A The heatmap illustrates the WBC recovery time in days for different G-CSF schedules. They differ in the start s of the treatment (x-axis) relative to the beginning of Ara-C administration and in the number of consecutive days G-CSF is administered (G-CSF duration l on the y-axis). E.g., a G-CSF start s = −3 denotes G-CSF administration starting three days before Ara-C administration, and a duration of l = 5 denotes that G-CSF is administered for 5 consecutive days. The color of each cell encodes mean values taken over 195 simulated CC of 65 digital twins for a particular G-CSF treatment. The mean is lowest (blue) for treatments on the left hand side of the plot, corresponding to early administration of G-CSF before chemotherapy. The mean is slightly higher (light blue) on the right hand side of the plot, corresponding to G-CSF treatments after termination of chemotherapy. The G-CSF treatments overlapping with chemotherapy show the worst performance of more than 30 days (red). In addition, a general trend that longer durations lead to faster hematologic recovery can be observed. B A similar heat plot shows a color encoding of the percentages of the 195 CCs for each G-CSF treatment, in which a leukopenia occurred. The heat plot has a similar geometry to the one shown in Fig 2A, with a more emphasized difference between the percentages close to 0% on the left hand side and the percentages ranging between 30% and 90% on the right hand side. C For a prototypical digital twin and three exemplary G-CSF treatments of the same duration l = 5, the G-CSF timing (vertical bars) and the corresponding time trajectories of WBC counts, together with an uncertainty range as specified in the supplementary material S1 File, are plotted. The red trajectory corresponding to the early G-CSF treatment s-13l5 oscillates between values well above the critical leukopenia region in grey. The violet trajectory corresponding to a G-CSF treatment overlapping with chemotherapy s-3l5 temporarily increases the WBC count, but shows a drastic reduction of WBC, from which it does not recover in the simulated time horizon. The blue trajectory corresponding to G-CSF after Ara-C, s7l5, shows temporary increases of WBC counts, but also time periods of leukopenia. D Corresponding G-CSF concentrations are plotted for days 49-52 when chemotherapy is administered. The increased G-CSF values for s-3l5 result in a stronger impact of Ara-C on the decrease of WBC observed in Fig 2C.

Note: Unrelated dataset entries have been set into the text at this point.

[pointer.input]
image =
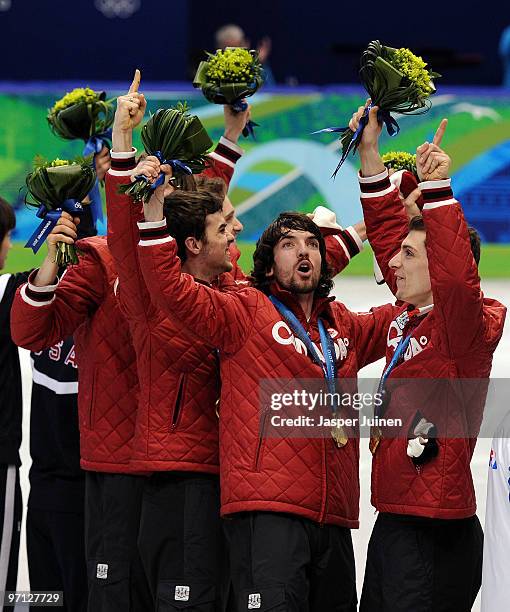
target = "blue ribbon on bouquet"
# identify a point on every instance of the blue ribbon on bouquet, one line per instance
(383, 116)
(93, 146)
(176, 164)
(49, 220)
(240, 107)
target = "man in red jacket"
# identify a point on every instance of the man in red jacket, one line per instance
(289, 503)
(426, 548)
(82, 303)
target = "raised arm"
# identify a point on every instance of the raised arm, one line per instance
(42, 315)
(458, 300)
(385, 218)
(341, 244)
(123, 212)
(227, 152)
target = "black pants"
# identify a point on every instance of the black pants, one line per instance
(285, 563)
(117, 581)
(422, 565)
(56, 555)
(11, 512)
(180, 541)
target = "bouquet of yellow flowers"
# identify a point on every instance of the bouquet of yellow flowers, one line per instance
(229, 76)
(397, 81)
(176, 138)
(400, 160)
(57, 186)
(81, 114)
(85, 114)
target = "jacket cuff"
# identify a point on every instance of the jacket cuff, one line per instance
(350, 242)
(436, 193)
(122, 162)
(226, 152)
(153, 232)
(375, 186)
(37, 296)
(325, 218)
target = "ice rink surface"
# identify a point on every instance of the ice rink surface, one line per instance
(357, 294)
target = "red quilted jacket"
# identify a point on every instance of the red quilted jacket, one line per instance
(83, 304)
(455, 340)
(308, 477)
(177, 425)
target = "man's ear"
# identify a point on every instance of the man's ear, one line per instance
(193, 245)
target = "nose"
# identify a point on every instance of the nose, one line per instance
(237, 226)
(395, 262)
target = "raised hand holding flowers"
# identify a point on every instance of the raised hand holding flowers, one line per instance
(175, 138)
(396, 81)
(230, 76)
(57, 186)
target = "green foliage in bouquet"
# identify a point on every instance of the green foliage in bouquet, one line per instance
(228, 76)
(400, 160)
(176, 138)
(55, 186)
(396, 80)
(80, 114)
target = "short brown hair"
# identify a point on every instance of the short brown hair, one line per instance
(186, 213)
(417, 224)
(7, 218)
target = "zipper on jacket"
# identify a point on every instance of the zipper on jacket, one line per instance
(258, 454)
(177, 406)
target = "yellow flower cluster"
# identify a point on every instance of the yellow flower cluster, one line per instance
(399, 160)
(414, 68)
(231, 66)
(80, 94)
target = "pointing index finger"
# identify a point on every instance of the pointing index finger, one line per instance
(136, 82)
(438, 137)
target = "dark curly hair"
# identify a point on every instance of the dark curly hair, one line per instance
(186, 213)
(263, 257)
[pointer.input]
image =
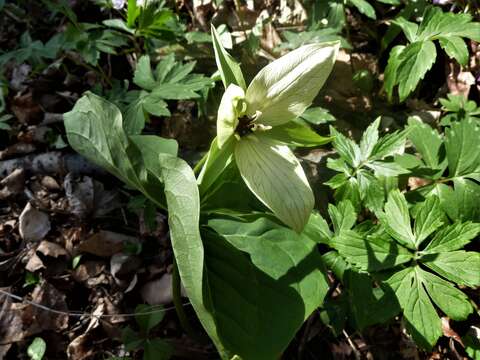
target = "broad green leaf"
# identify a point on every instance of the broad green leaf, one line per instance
(282, 90)
(455, 48)
(343, 216)
(346, 148)
(364, 7)
(143, 75)
(230, 71)
(296, 134)
(423, 322)
(36, 350)
(370, 253)
(152, 145)
(275, 176)
(152, 317)
(257, 271)
(452, 301)
(426, 140)
(392, 69)
(429, 218)
(413, 63)
(216, 162)
(389, 145)
(317, 229)
(317, 116)
(461, 267)
(95, 130)
(453, 237)
(463, 148)
(369, 139)
(396, 219)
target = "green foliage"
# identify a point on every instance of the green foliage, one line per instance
(36, 350)
(408, 64)
(170, 80)
(147, 317)
(363, 167)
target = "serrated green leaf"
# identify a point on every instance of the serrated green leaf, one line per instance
(453, 237)
(230, 71)
(414, 62)
(463, 148)
(343, 216)
(143, 75)
(423, 322)
(256, 271)
(372, 253)
(450, 300)
(409, 28)
(426, 140)
(429, 218)
(364, 7)
(396, 219)
(275, 176)
(455, 48)
(346, 148)
(461, 267)
(369, 139)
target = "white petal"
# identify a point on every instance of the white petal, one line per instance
(275, 176)
(283, 89)
(230, 109)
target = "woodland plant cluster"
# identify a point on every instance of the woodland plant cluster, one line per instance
(335, 188)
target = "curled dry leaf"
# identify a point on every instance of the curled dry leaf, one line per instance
(13, 184)
(33, 224)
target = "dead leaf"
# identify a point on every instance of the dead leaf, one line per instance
(105, 243)
(13, 184)
(33, 224)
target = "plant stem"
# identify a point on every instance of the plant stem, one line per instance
(177, 301)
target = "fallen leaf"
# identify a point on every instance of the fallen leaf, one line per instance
(33, 224)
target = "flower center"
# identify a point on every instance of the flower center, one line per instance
(245, 126)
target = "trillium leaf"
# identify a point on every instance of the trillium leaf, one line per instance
(230, 71)
(228, 113)
(282, 90)
(275, 176)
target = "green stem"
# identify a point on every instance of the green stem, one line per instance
(177, 301)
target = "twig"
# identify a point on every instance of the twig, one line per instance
(80, 314)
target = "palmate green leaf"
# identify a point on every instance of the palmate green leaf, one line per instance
(453, 237)
(455, 48)
(343, 216)
(230, 71)
(275, 176)
(423, 322)
(369, 139)
(283, 89)
(364, 7)
(463, 148)
(370, 253)
(413, 63)
(428, 219)
(426, 140)
(264, 281)
(294, 133)
(346, 148)
(461, 267)
(396, 219)
(392, 69)
(94, 129)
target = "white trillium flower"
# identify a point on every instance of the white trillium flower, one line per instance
(278, 94)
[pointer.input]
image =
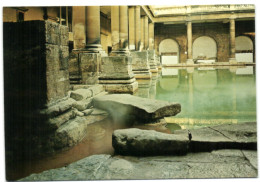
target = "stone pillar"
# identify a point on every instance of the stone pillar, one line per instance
(137, 28)
(123, 28)
(232, 47)
(116, 70)
(115, 27)
(78, 27)
(93, 40)
(142, 33)
(132, 28)
(87, 60)
(189, 38)
(146, 33)
(151, 36)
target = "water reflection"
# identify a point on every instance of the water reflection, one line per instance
(210, 96)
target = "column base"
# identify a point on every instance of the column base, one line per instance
(117, 75)
(121, 88)
(142, 74)
(232, 61)
(189, 61)
(120, 52)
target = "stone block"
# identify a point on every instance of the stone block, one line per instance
(96, 89)
(81, 94)
(134, 141)
(58, 108)
(121, 88)
(83, 104)
(140, 61)
(70, 133)
(64, 35)
(87, 112)
(134, 108)
(64, 57)
(116, 68)
(151, 54)
(89, 67)
(56, 122)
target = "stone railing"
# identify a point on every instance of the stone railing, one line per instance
(182, 10)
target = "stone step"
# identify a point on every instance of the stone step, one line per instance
(148, 142)
(81, 94)
(70, 133)
(215, 164)
(56, 122)
(128, 107)
(83, 104)
(58, 108)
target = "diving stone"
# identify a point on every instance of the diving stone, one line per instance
(129, 107)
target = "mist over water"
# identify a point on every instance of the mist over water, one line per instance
(210, 97)
(207, 96)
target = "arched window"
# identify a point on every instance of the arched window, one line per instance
(169, 51)
(204, 48)
(244, 49)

https://doi.org/10.1371/journal.pone.0329242.g002

Simulating and predicting treatment outcomes

We calculated treatment outcomes for all digital twins by simulation using the Rosenbrock W6S4OS method from DifferentialEquations.jl. We used the WBC recovery time for every CC as a key performance indicator for leukopenia severity. WBC recovery time is a clinically established parameter.

In summary, we obtained results for 323 different G-CSF treatments and 65 digital twins, and 3 consecutive CCs, each. For all, we extracted the WBC recovery times. The WBC recovery time was set to 0 if the WBC was above 1000/µL at all times, i.e., if no leukopenia occurred.

Ethics statement

The training data used in this study were obtained retrospectively from the phase II AMLSG 12−09 randomized-controlled trial (RCT; n = 44), collected between 2010-10-11 and 2012 [24], and from clinical chart records obtained between 2008 and 2015 from the Magdeburg University Hospital, Germany (n = 21). The phase II AMLSG 12−09 protocol was approved by the Ethics Committee and is registered at clinicaltrialsregister.eu (EudraCT Number: 2009-016142-44) and clinicaltrials.gov (ClinicalTrials.gov Identifier: NCT01180322). Written informed consent was obtained from all patients treated within this trial. The study was completed on 02.10.2016 and published on 22.10.2017 [24]. We had no access to information that could identify individual participants from this trial. The second study used was approved by the ethics committee of the Magdeburg University Hospital (approval no. 124/15). Data from this trial were pseudonymized. The data was accessed for research on 18.06.2018. Given the nature of a retrospective chart review study and using routine clinical data, written informed consent was not required within the study. No individual patient can be re-identified from any of the information presented in this manuscript or its supplementary materials.

Results

To illustrate the distribution of WBC recovery times, Fig 2A shows the mean (concerning the 195 CCs of 65 digital twins) WBC recovery times resulting in one value for each of the 323 different G-CSF treatments. Each cell in the heat plot corresponds to a particular G-CSF treatment, specified via starting day s on the horizontal axis and duration length l on the vertical axis, and corresponds to the mean WBC recovery time indicated by the heatmap.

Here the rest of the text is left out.